Advanced Materials describes our approach to the design of functional materials from the bottom up.  (Lead: Professor Carole Perry)

  • SOFT
    materials which are easily deformable by applied stresses. Our interests include squidgy materials (colloids, surfactants and gels), liquid crystals (LCDs, flexoelectricity, nematic microcargo transport), liquid drops and flows (droplet evaporation, wetting and spreading, de-wetting, flow through disordered porous media), complex fluids and solids (pattern formation, drying, fracturing).
  • Advanced Optics and Photonics and iSmart Lab
    focuses on the of light-matter interaction with high-precision nano-fabrication, cutting-edge optical characterisations and advanced modelling techniques via Artificial Intelligence (AI) and machine learning; specialise in custom-modification of surfaces, such as the laser-induced self-assembly of nano-particle arrays with optical/photonic properties.
  • Biomolecular Materials Interface Research Group
    works at the boundary between biomolecules and other materials, including applications in health, agriculture and materials design
  • 3D molecular scaffolds
    3D molecular scaffolds with tuneable pore size and changeable functional groups for applications in catalysis and sensing with high-specificity

Smart Technologies

Smart Technologies is an approach for innovative engineering solutions that makes use of embedded sensors and control to produce truly responsive systems and materials.  (Lead: Professor Neil Mansfield)
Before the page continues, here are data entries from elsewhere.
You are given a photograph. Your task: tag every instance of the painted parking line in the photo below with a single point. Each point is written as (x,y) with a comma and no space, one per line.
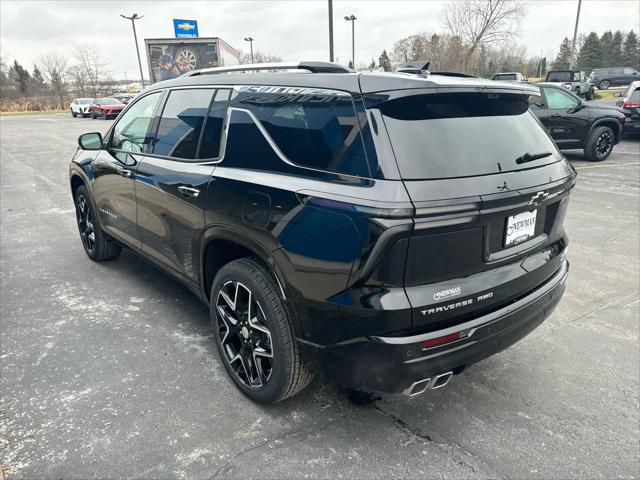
(610,165)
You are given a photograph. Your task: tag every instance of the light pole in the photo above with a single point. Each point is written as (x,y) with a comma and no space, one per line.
(331,30)
(575,34)
(133,19)
(352,18)
(250,40)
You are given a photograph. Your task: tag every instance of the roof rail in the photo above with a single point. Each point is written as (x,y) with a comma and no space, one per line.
(311,67)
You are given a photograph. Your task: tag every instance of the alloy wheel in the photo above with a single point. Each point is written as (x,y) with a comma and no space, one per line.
(604,144)
(245,339)
(85,224)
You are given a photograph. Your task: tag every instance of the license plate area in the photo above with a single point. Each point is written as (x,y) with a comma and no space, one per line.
(520,227)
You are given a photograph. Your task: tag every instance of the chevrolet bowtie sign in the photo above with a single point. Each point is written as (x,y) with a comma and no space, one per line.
(185,28)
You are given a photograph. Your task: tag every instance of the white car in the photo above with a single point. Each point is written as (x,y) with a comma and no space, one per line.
(81,107)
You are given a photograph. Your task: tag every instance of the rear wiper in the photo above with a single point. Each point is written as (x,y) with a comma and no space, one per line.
(529,157)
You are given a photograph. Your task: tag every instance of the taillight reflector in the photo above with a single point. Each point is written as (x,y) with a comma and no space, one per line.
(440,340)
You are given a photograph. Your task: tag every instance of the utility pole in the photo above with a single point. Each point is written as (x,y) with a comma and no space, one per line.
(575,35)
(331,30)
(250,40)
(352,18)
(133,19)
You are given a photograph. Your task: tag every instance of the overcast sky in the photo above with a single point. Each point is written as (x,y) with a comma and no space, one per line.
(293,29)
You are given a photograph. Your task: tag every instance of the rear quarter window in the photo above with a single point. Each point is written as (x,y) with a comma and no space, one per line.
(313,128)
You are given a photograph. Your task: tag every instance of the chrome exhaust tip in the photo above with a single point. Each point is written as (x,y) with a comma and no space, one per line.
(441,380)
(421,386)
(416,388)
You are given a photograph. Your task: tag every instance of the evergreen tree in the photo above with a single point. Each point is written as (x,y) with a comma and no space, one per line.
(38,84)
(385,62)
(563,60)
(606,50)
(589,56)
(22,78)
(631,51)
(617,59)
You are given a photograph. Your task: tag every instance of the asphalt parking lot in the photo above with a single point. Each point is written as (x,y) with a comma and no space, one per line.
(110,370)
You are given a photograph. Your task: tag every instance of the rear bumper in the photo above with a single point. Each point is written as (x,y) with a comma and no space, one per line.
(393,364)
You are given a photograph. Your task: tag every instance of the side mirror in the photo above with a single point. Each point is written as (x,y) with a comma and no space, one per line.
(90,141)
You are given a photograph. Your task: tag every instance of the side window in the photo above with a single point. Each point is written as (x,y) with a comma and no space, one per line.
(130,133)
(210,146)
(559,99)
(313,128)
(181,123)
(536,102)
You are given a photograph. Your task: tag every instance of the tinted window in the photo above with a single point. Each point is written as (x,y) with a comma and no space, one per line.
(536,102)
(463,134)
(130,133)
(181,123)
(509,76)
(210,147)
(559,99)
(313,128)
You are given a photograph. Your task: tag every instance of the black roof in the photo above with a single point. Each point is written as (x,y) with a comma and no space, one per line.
(362,82)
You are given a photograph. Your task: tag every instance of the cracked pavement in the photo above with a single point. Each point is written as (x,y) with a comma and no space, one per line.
(109,370)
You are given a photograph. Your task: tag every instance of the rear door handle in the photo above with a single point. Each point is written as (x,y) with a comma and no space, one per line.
(188,191)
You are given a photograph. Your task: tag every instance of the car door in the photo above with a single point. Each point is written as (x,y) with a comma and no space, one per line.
(171,181)
(114,170)
(565,121)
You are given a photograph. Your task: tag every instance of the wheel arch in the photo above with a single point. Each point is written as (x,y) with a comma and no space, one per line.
(222,244)
(612,123)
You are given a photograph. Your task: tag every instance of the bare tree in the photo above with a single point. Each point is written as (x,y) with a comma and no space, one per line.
(90,68)
(54,68)
(481,22)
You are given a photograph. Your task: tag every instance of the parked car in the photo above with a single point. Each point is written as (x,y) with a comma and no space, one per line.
(508,77)
(106,107)
(335,224)
(574,80)
(630,103)
(603,78)
(81,107)
(575,124)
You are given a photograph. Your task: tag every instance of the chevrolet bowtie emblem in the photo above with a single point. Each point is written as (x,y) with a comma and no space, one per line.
(538,198)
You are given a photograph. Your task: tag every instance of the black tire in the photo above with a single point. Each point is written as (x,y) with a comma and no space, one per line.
(599,144)
(97,245)
(260,356)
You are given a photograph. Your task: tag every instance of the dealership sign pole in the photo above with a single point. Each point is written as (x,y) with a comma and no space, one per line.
(133,18)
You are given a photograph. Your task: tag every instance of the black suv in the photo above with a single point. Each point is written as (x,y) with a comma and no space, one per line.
(380,230)
(603,78)
(573,123)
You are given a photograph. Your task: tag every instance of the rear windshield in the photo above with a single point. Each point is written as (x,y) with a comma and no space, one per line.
(505,76)
(559,77)
(464,134)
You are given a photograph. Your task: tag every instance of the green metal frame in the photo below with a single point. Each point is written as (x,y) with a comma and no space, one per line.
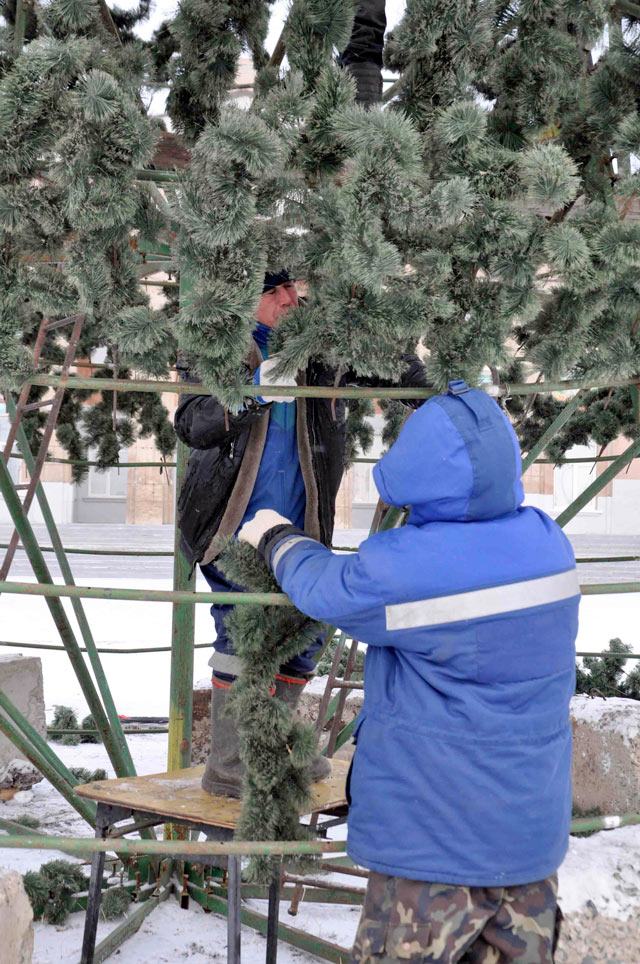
(115,743)
(182,648)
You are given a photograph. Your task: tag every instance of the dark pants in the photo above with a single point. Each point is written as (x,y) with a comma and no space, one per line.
(300,665)
(414,920)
  • Human Factors and Performance
    optimising the human experience, to understand our interaction with technology and enhancing human performance. The focus is on transport, healthcare, future factories, product development and sports.
  • Digital Innovation
    development of technologies in robotics, grippers, digital twins of industrial systems, cyber physical production systems, automated intelligent vehicles and drones, smart logistics and digital manufacturing.
  • Digital Human and Brain Computer Interface
    developing 'digital humans' by modelling human systems to predict levels of health and performance for a range of applications, specialising in brain computer interfacing and neuroimaging.
  • Smart wearables and sensors
    Smart wearables which unobtrusively collect data for healthcare and competitive sport applications; arrays of vibration-sensors deployed in honeybee colonies to monitor swarm health and inform decision-making

Medical Technologies

Medical Technologies describes the application of modern engineering and materials design to medical science. (Lead: Professor John Hunt)

  • Medical Engineering and Devices
    breakthrough therapies, devices and technology to repair, replace, augment and in the future regenerate diseased, infected and damaged tissues in humans and other mammals using material interventions.
  • Smart materials and Biomedical implants
    tissue engineering for biomedical implants and regenerative medicine; bespoke 3D printing of composite bio-compatible materials for bone replacement; electrospinning nanofiber materials for wound dressing and prosthesis.